Il n’était pas possible à un savant français d’oublier quelle part admirable prit alors à la christianisation des arts antiques, un Gallo-Romain, Anicius Pontius Meropius Paulinus, de Bordeaux. Ici même, J.-J. Ampère et M.Gaston Boissier ont fait revivre cette noble et douce figure du patricien et du lettré converti, aussi ferme en sa foi nouvelle que l’était peu encore son maître bien-aimé, le frivole Ausone[1]. C’est en 394 que Paulin, accompagné de sa femme Therasia devenue, en religion, sa chaste sœur spirituelle, vint définitivement s’établir à Nola, dont il avait été gouverneur, dans une cellule d’anachorète, auprès du tombeau de saint Félix.
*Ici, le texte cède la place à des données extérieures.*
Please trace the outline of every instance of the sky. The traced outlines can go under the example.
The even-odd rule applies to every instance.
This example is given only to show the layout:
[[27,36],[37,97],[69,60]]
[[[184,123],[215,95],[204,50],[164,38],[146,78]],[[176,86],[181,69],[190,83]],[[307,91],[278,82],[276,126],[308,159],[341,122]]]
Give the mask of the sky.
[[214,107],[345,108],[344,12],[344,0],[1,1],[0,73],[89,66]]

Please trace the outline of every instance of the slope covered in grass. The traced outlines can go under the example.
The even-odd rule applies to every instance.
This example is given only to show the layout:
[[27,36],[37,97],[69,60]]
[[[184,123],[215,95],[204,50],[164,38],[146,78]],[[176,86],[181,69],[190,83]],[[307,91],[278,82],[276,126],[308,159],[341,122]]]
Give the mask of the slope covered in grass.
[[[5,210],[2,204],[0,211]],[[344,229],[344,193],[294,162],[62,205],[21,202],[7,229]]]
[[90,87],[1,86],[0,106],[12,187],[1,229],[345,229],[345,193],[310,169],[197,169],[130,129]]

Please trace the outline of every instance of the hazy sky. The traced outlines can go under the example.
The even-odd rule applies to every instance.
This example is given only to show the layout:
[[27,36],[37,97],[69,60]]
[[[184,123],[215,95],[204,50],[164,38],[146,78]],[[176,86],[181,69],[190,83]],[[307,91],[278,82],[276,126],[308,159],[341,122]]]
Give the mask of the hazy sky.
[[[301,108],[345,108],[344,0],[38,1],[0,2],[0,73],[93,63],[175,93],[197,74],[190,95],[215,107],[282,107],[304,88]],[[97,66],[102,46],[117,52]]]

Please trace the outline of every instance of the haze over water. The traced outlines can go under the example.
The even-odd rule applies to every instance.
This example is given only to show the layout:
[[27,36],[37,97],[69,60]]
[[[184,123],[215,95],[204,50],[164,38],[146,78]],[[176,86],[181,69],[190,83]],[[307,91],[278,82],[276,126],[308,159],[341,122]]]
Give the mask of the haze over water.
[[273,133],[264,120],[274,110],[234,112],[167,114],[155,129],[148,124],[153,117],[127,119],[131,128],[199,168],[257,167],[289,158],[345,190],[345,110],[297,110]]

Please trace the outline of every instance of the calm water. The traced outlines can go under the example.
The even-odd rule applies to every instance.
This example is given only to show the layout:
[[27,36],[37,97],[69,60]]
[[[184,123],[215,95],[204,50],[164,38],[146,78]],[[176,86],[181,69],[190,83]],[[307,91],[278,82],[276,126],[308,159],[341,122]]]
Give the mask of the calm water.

Comme tous ses compatriotes, profondément romanisés, il avait la passion des arts, et surtout de la peinture. Il trouva à Nola quatre petites basiliques construites, une cinquantaine d’années auparavant, dans les premières heures de la liberté religieuse, mais devenues insuffisantes pour la foule croissante des pèlerins. Biche, actif, influent par son passé, ses relations, sa piété, il rétablit d’abord l’ancienne chapelle de Saint-Félix, l’entoura de portiques pour les voyageurs et de logemens pour les cénobites, puis, enfin, ajouta (de 400 à 402) aux quatre églises primitives une grande basilique qu’il nous a longuement décrite.

Cette construction ne différait, semble-t-il, des basiliques romaines, à cinq nefs, avec toiture charpentée, que par l’addition

  1. Voyez dans la Revue : Ausone et Saint Paulin, par J.-J. Ampère (septembre et octobre 1837) ; — Les Saints français : Saint Paulin de Nole, par G. Boissier (juillet 1878).